A century after Sojourner Truth's question, Martin Luther King Jr. — heir to those Black churches Reconstruction planted — answered it for his own weary generation:
"The arc of the moral universe is long, but it bends toward justice." — Martin Luther King Jr., Selma, 1965
That arc is not a law of nature. It bends only because Someone is bending it — and we know his grip is sure because of where the whole question of judgment finally lands. At the cross, God did not suspend Galatians 6:7; he satisfied it. The reaping that our sowing deserved fell on Jesus, willingly, so that mercy could be offered to guilty people and guilty nations without justice being mocked. Judgment and grace meet at Calvary — which is why we can face our own blind spots honestly. The verdict that matters most has already been absorbed by our substitute.

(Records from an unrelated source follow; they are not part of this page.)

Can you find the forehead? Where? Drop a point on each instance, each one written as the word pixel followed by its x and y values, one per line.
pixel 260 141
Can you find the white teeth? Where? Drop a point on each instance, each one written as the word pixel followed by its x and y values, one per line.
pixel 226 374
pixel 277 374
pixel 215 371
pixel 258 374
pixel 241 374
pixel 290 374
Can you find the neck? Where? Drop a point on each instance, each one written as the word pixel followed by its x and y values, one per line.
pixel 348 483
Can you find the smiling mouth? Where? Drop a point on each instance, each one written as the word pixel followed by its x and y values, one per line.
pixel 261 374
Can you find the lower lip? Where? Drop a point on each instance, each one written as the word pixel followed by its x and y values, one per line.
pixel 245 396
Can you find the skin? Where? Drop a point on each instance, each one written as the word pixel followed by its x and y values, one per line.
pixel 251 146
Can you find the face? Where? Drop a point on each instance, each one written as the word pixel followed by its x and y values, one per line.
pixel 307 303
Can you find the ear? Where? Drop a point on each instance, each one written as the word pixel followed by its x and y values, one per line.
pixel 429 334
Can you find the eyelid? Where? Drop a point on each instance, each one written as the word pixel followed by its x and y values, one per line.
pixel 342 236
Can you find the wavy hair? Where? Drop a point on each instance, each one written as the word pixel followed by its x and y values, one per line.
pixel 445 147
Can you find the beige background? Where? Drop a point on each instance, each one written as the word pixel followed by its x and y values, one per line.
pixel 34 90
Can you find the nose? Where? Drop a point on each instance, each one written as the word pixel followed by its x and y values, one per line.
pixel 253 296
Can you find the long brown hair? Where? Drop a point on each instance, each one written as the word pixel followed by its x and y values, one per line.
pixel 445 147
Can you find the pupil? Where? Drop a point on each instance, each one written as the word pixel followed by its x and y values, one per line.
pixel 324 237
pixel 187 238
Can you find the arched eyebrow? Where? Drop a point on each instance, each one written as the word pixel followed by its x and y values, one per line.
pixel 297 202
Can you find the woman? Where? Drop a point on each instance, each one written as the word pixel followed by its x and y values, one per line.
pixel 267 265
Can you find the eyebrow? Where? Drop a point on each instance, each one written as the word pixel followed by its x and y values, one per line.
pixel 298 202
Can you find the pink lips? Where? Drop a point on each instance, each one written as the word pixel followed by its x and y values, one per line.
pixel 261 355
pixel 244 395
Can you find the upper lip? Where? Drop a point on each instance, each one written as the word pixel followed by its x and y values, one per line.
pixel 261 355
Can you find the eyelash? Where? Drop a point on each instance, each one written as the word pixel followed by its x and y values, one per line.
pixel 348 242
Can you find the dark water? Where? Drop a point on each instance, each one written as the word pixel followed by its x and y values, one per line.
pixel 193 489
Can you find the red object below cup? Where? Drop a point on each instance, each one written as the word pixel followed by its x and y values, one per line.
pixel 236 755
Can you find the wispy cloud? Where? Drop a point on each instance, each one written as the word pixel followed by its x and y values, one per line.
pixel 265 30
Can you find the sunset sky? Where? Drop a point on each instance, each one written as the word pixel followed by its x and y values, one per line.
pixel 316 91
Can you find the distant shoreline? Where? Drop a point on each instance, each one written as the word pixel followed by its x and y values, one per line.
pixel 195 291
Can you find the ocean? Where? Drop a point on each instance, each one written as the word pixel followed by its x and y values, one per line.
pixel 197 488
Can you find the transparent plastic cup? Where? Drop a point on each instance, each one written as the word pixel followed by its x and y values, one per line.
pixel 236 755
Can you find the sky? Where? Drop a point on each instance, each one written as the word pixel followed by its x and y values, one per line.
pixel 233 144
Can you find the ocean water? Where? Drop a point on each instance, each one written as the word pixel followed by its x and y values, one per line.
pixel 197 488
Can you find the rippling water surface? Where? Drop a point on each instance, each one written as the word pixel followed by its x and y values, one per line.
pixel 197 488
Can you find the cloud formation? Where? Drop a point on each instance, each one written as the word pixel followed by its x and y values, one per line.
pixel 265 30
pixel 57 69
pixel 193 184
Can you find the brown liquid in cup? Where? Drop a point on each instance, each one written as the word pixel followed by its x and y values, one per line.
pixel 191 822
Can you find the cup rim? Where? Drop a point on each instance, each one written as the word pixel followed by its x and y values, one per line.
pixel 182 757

A nation reaps what it sows. So does a heart. The gospel's astonishing claim is that Christ reaped what we sowed, and now invites us to sow differently — with malice toward none, with charity for all, until the work is finished.
Going Deeper
Find the text of Lincoln's Second Inaugural Address — it is shorter than this devotion — and read it out loud once. Underline every phrase that comes from the Bible or echoes it. Then write one sentence answering this question honestly: "Where might my side — my country, my church, my generation, me — be sowing something now that someone else will have to reap?" Bring that sentence to God, not with despair, but remembering Sojourner Truth's question: God is not dead.
Key Quotes
“Both read the same Bible and pray to the same God, and each invokes His aid against the other... The prayers of both could not be answered. That of neither has been answered fully. The Almighty has His own purposes.”
“Fondly do we hope, fervently do we pray, that this mighty scourge of war may speedily pass away. Yet, if God wills that it continue... as was said three thousand years ago, so still it must be said 'the judgments of the Lord are true and righteous altogether.'”
“With malice toward none, with charity for all, with firmness in the right as God gives us to see the right, let us strive on to finish the work we are in, to bind up the nation's wounds.”
“Mr. Lincoln, that was a sacred effort.”
“Frederick, is God dead?”
“God moves in a mysterious way, his wonders to perform; he plants his footsteps in the sea, and rides upon the storm.”
“I would permit no man, no matter what his color might be, to narrow and degrade my soul by making me hate him.”
“In a world of systematic injustice, bullying, violence, arrogance, and oppression, the thought that there might come a day when the wicked are firmly put in their place and the poor and weak are given their due is the best news there can be.”
“The arc of the moral universe is long, but it bends toward justice.”
Prayer Focus
Pray Lincoln's posture before you pray Lincoln's words: ask God to show you one blind spot you would rather not see, in yourself or in a community you love. Then pray 'with malice toward none, with charity for all' over one person or group you are tempted to despise. End by thanking God that his judgments are true and his mercy is deeper still.
Meditation
Galatians 6:7 says God is not mocked: whatever one sows, that will he also reap. Lincoln applied that verse to his whole nation, including his own side. What is one thing — good or bad — being sown right now that you will likely reap in ten years?
Question for Discussion
Lincoln said the prayers of both sides 'could not be answered,' and refused to claim God was simply on his team. How can Christians take a strong moral stand — as the abolitionists did — while still praying with that kind of humility about their own blind spots?